Only four years ago, the opponents of abstinence programs in schools were touting a study funded by the National Campaign to Prevent Teen and Unplanned Pregnancy, which purported to show that such programs weren't working. The study — conducted by ETR Associates, which also developed and marketed several of the comprehensive sex education courses the study lauded — found it was best to teach abstinence along with the use of condoms and birth control.

The opponents of abstinence like to pounce on such studies with an I-told-you-so sort of indignation. Their arguments generally fall along the lines that teenagers are going to behave a certain way regardless of what parents or teachers tell them; that their actions are involuntary, taken over by uncontrollable, raging hormones. Similar arguments led to this statement by Arthur Caplan, Ph.D., writing for in 2005: "The message that sex must wait until marriage is not the right message to send to a young person."

Of course that is ridiculous, as many people who have raised, dealt with or once been a teenager can attest. A recent study for the Centers for Disease Control and Prevention bears this out.

Despite popular television shows that glamorize teen sex and portray it as ubiquitous, the study found that 68 percent of boys and 67 percent of girls ages 15-17 never have engaged in such behavior. What's more, this is a much better percentage than a similar study in 2002, demonstrating that abstinence is a growing trend.

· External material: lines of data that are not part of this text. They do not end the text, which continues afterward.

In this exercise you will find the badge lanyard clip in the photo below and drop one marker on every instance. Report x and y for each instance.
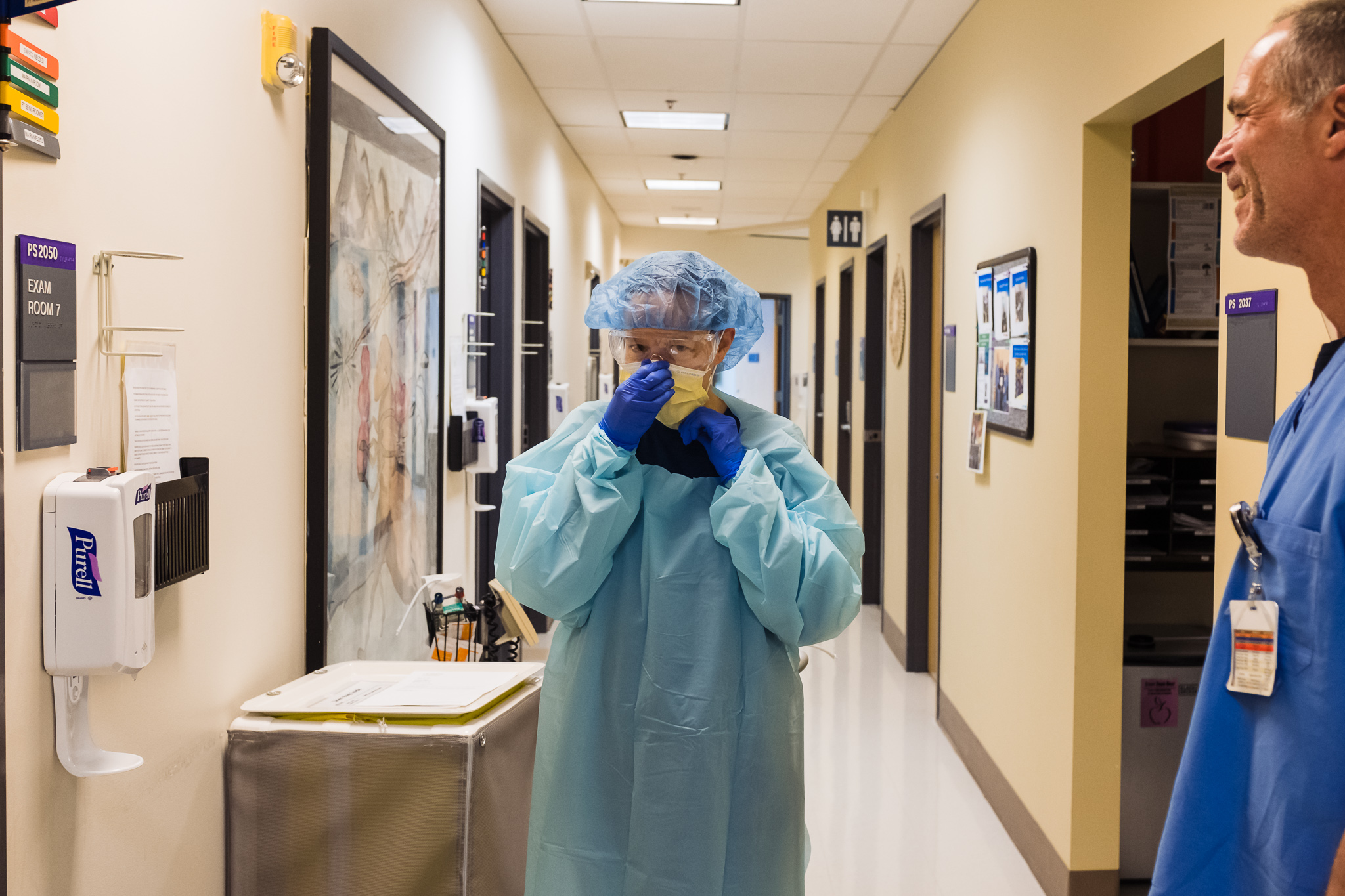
(1245, 517)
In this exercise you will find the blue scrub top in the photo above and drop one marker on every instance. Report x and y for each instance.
(1259, 802)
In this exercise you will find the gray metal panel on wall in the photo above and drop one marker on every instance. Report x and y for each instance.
(1250, 385)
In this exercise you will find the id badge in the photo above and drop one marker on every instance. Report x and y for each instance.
(1255, 625)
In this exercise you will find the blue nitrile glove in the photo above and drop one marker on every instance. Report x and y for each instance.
(635, 403)
(718, 433)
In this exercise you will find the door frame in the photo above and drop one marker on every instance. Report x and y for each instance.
(920, 405)
(500, 300)
(535, 367)
(820, 368)
(875, 416)
(845, 379)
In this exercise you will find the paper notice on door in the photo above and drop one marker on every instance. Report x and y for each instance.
(150, 412)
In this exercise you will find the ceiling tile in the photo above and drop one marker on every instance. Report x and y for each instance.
(659, 20)
(728, 222)
(805, 68)
(619, 187)
(866, 113)
(686, 100)
(651, 64)
(787, 112)
(845, 147)
(852, 20)
(767, 169)
(684, 142)
(536, 16)
(745, 205)
(899, 68)
(558, 61)
(829, 171)
(669, 167)
(816, 191)
(590, 108)
(598, 140)
(764, 144)
(931, 20)
(803, 209)
(763, 190)
(612, 165)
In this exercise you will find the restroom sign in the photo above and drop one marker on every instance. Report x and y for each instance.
(845, 228)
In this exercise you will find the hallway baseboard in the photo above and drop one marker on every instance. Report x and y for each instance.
(896, 640)
(1030, 840)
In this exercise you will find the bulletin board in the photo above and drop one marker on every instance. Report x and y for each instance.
(376, 347)
(1006, 337)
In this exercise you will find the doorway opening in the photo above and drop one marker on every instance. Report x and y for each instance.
(535, 349)
(925, 446)
(845, 378)
(494, 371)
(1170, 449)
(820, 367)
(875, 405)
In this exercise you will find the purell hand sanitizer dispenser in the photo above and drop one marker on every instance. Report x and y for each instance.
(97, 599)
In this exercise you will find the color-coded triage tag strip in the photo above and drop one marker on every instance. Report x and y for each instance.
(1255, 625)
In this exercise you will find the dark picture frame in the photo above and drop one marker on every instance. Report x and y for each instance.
(1000, 417)
(335, 359)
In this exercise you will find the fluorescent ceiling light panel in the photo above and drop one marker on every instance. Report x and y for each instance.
(654, 183)
(699, 3)
(404, 125)
(676, 120)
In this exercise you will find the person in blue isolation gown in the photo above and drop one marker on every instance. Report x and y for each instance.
(688, 544)
(1259, 802)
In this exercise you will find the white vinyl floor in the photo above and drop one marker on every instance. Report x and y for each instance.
(891, 809)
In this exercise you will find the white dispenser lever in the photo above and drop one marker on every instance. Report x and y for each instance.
(97, 599)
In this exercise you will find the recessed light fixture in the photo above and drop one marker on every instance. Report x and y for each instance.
(654, 183)
(698, 3)
(676, 120)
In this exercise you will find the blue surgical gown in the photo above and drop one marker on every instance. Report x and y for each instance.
(670, 740)
(1259, 802)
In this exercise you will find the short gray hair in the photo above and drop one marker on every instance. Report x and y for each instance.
(1310, 62)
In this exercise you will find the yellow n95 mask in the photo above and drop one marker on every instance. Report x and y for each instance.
(689, 393)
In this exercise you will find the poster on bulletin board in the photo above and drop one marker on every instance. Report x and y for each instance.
(1006, 333)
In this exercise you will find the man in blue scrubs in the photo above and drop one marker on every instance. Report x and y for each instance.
(1259, 803)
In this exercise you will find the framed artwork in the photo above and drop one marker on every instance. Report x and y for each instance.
(1006, 332)
(376, 347)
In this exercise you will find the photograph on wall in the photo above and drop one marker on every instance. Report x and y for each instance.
(985, 282)
(1019, 320)
(382, 347)
(984, 373)
(1001, 308)
(977, 454)
(1005, 363)
(1019, 358)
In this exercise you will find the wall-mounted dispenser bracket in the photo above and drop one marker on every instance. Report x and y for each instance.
(102, 270)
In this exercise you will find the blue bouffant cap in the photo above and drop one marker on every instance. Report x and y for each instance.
(680, 291)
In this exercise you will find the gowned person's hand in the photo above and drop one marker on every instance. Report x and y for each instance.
(635, 403)
(718, 433)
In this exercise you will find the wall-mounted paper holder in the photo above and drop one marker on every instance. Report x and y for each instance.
(102, 270)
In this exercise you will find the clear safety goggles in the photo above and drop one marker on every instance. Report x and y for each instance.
(692, 350)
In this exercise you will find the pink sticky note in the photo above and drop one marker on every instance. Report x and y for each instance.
(1157, 703)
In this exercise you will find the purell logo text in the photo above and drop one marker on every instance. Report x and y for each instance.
(84, 563)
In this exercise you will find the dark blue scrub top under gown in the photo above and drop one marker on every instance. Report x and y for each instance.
(1259, 802)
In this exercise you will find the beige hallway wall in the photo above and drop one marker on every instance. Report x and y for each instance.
(1023, 124)
(218, 177)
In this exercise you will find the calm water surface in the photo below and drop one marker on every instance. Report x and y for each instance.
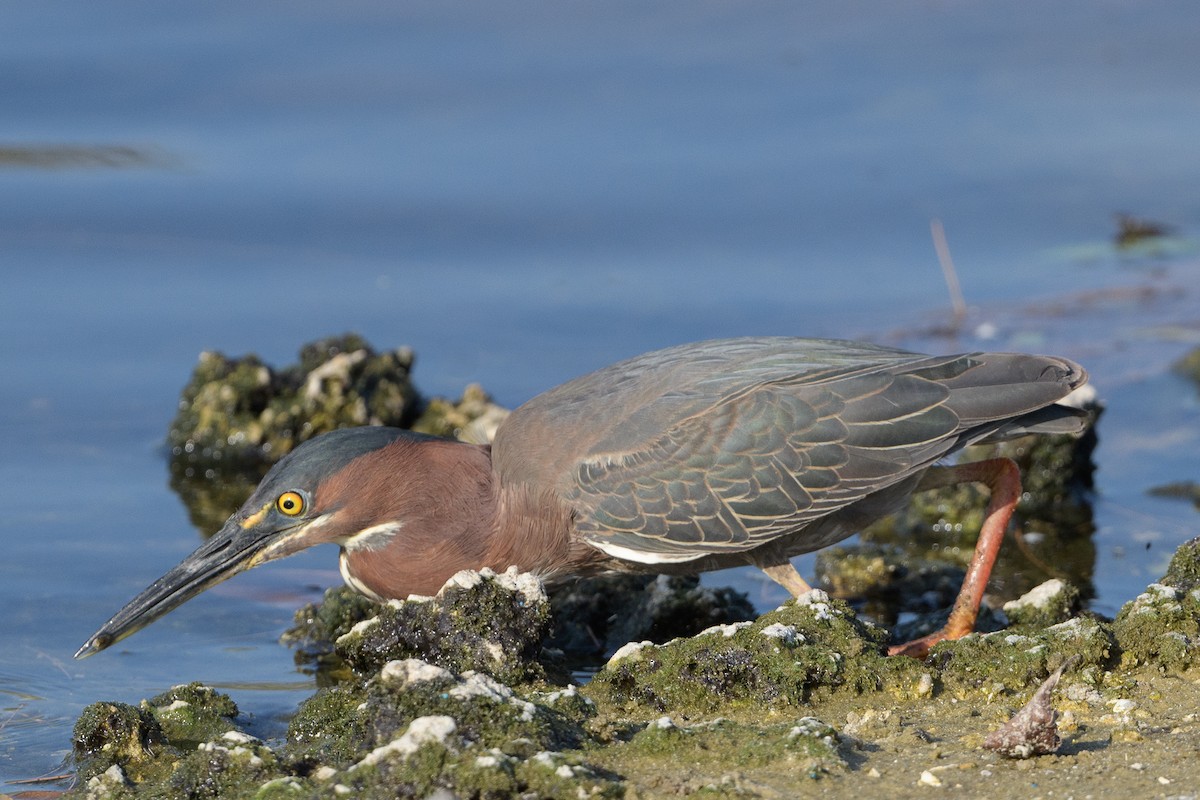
(523, 194)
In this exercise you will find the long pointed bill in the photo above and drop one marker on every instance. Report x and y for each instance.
(231, 551)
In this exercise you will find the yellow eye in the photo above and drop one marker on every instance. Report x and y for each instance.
(291, 503)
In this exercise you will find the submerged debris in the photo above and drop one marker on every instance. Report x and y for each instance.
(1033, 731)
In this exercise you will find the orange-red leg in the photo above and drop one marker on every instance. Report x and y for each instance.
(1003, 479)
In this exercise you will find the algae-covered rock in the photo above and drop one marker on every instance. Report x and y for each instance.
(241, 410)
(192, 713)
(233, 765)
(417, 726)
(1048, 603)
(807, 746)
(1006, 662)
(1188, 366)
(480, 620)
(1162, 627)
(808, 645)
(594, 617)
(473, 419)
(239, 415)
(115, 734)
(1183, 571)
(317, 626)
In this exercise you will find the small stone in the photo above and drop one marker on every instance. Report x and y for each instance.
(1032, 731)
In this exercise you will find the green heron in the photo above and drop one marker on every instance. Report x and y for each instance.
(697, 457)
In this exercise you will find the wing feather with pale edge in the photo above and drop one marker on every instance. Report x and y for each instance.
(769, 458)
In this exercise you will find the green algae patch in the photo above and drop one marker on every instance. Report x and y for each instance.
(329, 728)
(805, 744)
(1183, 571)
(595, 617)
(234, 765)
(479, 621)
(241, 410)
(473, 417)
(1007, 662)
(317, 626)
(813, 645)
(117, 734)
(1161, 627)
(191, 714)
(418, 727)
(239, 415)
(1048, 603)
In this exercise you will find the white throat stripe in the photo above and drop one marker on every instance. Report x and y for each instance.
(373, 537)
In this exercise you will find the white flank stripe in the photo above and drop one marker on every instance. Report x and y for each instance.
(352, 582)
(640, 557)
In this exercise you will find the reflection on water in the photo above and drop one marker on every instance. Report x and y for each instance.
(72, 156)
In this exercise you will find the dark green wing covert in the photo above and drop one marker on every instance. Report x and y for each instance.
(767, 459)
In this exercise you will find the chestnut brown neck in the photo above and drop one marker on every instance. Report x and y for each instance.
(450, 515)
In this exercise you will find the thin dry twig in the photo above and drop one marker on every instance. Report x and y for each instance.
(952, 277)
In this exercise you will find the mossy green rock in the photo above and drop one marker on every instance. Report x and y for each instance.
(1006, 662)
(808, 645)
(1162, 627)
(244, 411)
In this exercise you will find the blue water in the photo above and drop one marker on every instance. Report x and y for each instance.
(523, 194)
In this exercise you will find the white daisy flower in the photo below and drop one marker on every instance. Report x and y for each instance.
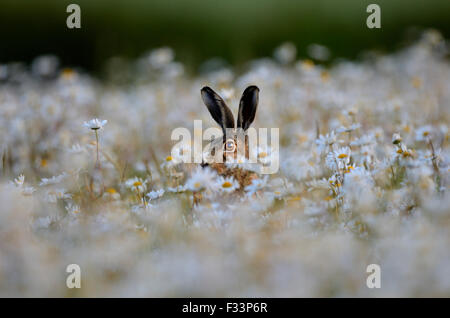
(201, 178)
(227, 184)
(136, 184)
(338, 159)
(19, 181)
(424, 133)
(53, 195)
(95, 123)
(152, 195)
(177, 189)
(53, 180)
(72, 208)
(256, 185)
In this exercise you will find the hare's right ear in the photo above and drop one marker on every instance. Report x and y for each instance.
(218, 109)
(247, 107)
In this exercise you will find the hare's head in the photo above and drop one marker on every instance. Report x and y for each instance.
(224, 117)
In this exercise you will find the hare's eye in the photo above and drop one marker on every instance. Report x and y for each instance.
(230, 145)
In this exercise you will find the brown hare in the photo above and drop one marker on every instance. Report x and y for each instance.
(234, 136)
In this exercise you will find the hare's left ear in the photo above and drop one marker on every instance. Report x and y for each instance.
(217, 108)
(247, 107)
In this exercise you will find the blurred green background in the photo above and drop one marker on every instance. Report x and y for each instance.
(236, 30)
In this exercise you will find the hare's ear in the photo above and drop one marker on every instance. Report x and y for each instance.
(247, 107)
(218, 109)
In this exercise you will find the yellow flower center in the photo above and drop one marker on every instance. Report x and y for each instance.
(227, 184)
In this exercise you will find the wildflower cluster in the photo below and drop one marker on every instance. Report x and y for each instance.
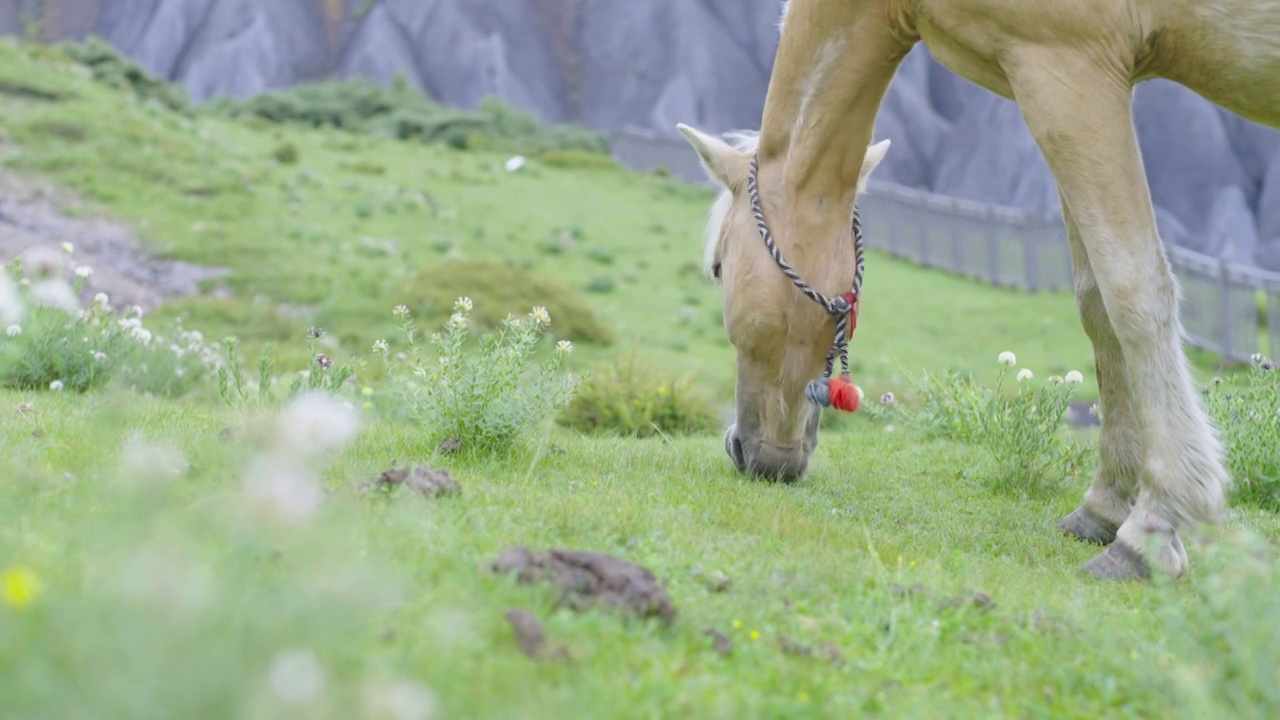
(321, 374)
(484, 392)
(51, 342)
(1020, 429)
(1246, 409)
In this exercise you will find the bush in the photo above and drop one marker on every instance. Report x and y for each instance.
(501, 290)
(1247, 413)
(401, 112)
(114, 69)
(631, 400)
(1022, 431)
(488, 393)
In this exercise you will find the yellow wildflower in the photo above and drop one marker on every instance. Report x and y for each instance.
(21, 587)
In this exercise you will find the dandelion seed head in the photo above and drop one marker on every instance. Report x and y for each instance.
(297, 677)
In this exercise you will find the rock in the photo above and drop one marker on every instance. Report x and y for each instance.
(1185, 151)
(1233, 235)
(909, 121)
(590, 578)
(991, 156)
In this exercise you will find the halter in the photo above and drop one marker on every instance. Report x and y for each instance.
(824, 391)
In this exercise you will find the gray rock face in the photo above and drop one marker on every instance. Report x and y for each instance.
(988, 139)
(612, 63)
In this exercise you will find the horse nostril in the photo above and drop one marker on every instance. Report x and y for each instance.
(734, 447)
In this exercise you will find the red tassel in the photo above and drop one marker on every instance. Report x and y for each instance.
(844, 395)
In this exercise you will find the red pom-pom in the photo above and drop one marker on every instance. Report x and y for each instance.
(844, 395)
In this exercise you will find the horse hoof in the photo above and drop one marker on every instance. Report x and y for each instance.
(1118, 563)
(1087, 525)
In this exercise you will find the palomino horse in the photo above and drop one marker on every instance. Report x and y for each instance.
(1072, 67)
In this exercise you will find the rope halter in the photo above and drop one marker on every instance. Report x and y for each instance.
(826, 391)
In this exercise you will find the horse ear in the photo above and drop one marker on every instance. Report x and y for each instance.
(718, 158)
(874, 154)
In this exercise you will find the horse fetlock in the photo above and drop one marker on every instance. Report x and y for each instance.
(1089, 527)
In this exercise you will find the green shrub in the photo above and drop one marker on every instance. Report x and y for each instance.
(1223, 632)
(631, 400)
(498, 291)
(56, 345)
(286, 154)
(1247, 413)
(114, 69)
(484, 392)
(1023, 431)
(401, 112)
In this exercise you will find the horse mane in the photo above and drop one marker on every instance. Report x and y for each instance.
(744, 141)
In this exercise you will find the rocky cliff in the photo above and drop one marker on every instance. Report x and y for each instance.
(653, 63)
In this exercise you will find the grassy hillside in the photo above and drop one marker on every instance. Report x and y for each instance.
(338, 232)
(182, 557)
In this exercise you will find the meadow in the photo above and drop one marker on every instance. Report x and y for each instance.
(213, 546)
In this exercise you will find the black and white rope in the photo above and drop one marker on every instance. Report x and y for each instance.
(839, 305)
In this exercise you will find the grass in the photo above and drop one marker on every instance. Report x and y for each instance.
(164, 595)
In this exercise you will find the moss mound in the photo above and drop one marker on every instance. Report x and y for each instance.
(499, 290)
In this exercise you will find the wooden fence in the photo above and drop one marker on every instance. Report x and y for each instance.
(1233, 310)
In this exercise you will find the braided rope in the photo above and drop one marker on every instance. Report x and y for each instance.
(842, 306)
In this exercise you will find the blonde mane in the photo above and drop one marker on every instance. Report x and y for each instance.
(743, 141)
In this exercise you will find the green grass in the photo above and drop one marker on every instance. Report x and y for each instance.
(167, 597)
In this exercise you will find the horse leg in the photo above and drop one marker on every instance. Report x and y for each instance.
(1078, 106)
(1109, 499)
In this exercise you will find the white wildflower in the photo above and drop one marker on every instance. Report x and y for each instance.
(316, 423)
(400, 701)
(296, 677)
(10, 302)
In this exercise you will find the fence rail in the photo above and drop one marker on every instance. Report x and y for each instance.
(1223, 304)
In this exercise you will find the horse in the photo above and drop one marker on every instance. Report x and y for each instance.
(1072, 67)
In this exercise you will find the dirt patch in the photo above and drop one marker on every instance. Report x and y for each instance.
(420, 479)
(35, 217)
(530, 636)
(590, 578)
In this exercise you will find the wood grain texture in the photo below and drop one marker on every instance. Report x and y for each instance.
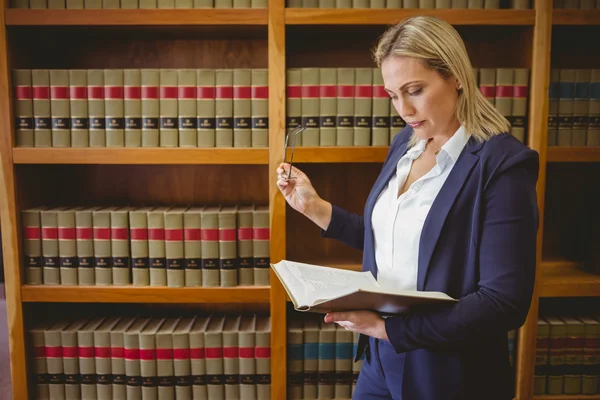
(141, 294)
(215, 156)
(316, 16)
(9, 222)
(537, 140)
(25, 17)
(277, 88)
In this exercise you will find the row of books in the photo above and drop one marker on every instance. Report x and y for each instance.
(134, 4)
(349, 106)
(574, 107)
(213, 357)
(141, 108)
(567, 355)
(157, 246)
(473, 4)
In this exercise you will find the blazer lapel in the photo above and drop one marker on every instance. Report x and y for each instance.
(441, 207)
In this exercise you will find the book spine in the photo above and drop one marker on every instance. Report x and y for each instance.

Another study, conducted in 2009 — the National Survey of Adolescents and their Parents: Attitudes and Opinions about Sex and Abstinence — found that a majority of adolescents in the United States oppose pre-marital sex for themselves and others, as do their parents. When the data is examined further, it shows the importance of religious training. "Adolescent frequency of attending religious services was strongly associated with more conservative general views about sex and abstinence among adolescents, as well as more restrictive views about their own sexual behavior," the survey said.

Instruction and training, in other words, do affect behavior. Teenagers are not wild animals. They are rational human beings, albeit immature and with judgment skills that are not yet fully developed. This does not prohibit them from making correct choices when presented with facts, however.

Since the start of the Obama administration, federal funding for abstinence education has dried up in favor of comprehensive sex education programs. Despite this, as a report in this newspaper recently showed, many young people are hungering for an affirmation of their desires to remain chaste.

Admittedly, some abstinence-only programs are more effective than others. Teenagers aren't much different from any other age group. They don't want to be preached to, they want facts and rational arguments. That was the finding of John Jemmott, a professor at the University of Pennsylvania. His study found that the right type of abstinence program kept a large percentage of black students in the sixth and seventh grade from initiating sex over a two-year period when compared with a similar group that had no such training.

Given the enormous costs to society from illicit sex — problems that range from unwanted pregnancies to disease and emotional distress — abstinence deserves more, not less, attention from government and the media.